Nevertheless, there has continued to be solar eruptions leading to brilliant aurora on earth:
NO SUNSPOTS, NO PROBLEM: A minor G1-class geomagnetic storm is underway on Oct. 15th. This marks the 5th consecutive day that polar geomagnetic storms have been observed–a remarkable string considering that there are NO SUNSPOTS on the face of the sun. It just goes to show that blank suns can indeed produce stormy space weather. Arctic sky watchers should remain alert for auroras as the solar wind continues to blow faster than 550 km/s.
The sun emitted two significant solar flares on the morning of Sept. 6, 2017. The first peaked at 5:10 a.m. EDT and the second, larger flare, peaked at 8:02 a.m. EDT. NASA’s Solar Dynamics Observatory, which watches the sun constantly, captured images of both events.

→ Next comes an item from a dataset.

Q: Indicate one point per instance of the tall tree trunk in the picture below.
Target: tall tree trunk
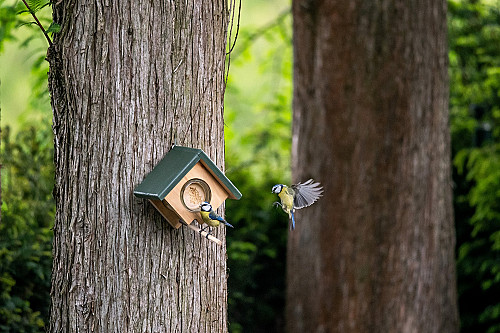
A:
(376, 253)
(127, 78)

Solar flares are powerful bursts of radiation. Harmful radiation from a flare cannot pass through Earth’s atmosphere to physically affect humans on the ground, however — when intense enough — they can disturb the atmosphere in the layer where GPS and communications signals travel.
The long slow decline to solar minimum has now shown itself. Up until now, the ramp down from solar maximum had been fast and steep, unlike past solar cycles where the ramp down is slow and steady. The last few months the ramp down had practically ceased. In this August graph the ramp down turned into a temporary ramp up. Considering the strong activity going on right now as well as the past week, I expect the September numbers to also show this increase.